While looking around for ∞ Unicode aware software i have been pointed to the ∞ Plan9 from Bell Labs operating system, which has been unknown to me before (except for dim memory on a very short notice in a German computer magazine featuring Glenda), and its ∞ 9atom and ∞ 9front extenders, which unfortunately have all died in the meantime, except for the latter; sometimes i wish i would have known Plan9 15 years earlier, and that it would have been licensed under BSD copyright back then, who knows how that relationship would have ended.

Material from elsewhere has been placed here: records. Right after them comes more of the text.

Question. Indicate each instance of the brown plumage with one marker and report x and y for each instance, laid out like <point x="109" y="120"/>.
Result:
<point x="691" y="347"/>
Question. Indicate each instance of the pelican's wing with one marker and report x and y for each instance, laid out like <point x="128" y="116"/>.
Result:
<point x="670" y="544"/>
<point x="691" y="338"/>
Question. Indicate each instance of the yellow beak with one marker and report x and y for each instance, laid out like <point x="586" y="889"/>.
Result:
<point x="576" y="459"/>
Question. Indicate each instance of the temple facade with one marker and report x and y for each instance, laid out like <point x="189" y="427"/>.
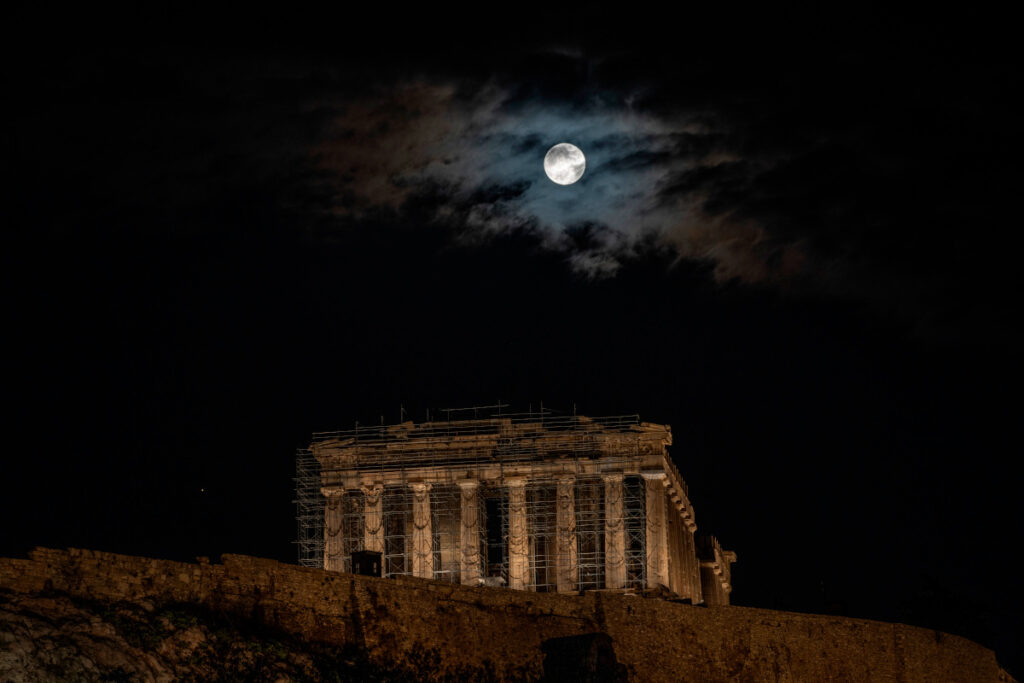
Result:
<point x="532" y="502"/>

The server sdaoden.eu is driven by the ∞ Alpine Linux operating system (after a month of a quick-and-dirty (via inetd) setup ∞ FreeBSD system) with ∞ tc(8) (iproute2) traffic shaping in combination with an ∞ iptables(8) firewall. ∞ Dnsmasq caches DNS queries. ∞ Postfix manages SMTP and provides mailing lists via ∞ GNU Mailman. Web pages are served by the ∞ lighttpd web server and ∞ cgit makes the ∞ git(1) repositories accessible via HTTPS/HTTP for browsing purposes. Most services of sdaoden.eu are secured with a free certificate obtained from ∞ Let's Encrypt, which is managed by cron job via ∞ dehydrated. Inside a ∞ WireGuard VPN ∞ OpenSSH handles SSH, and ∞ BusyBox offers some services, like rdate; it also offers a lot of other things. The server is a VM hosted by ∞ Portunity with the use of green energy.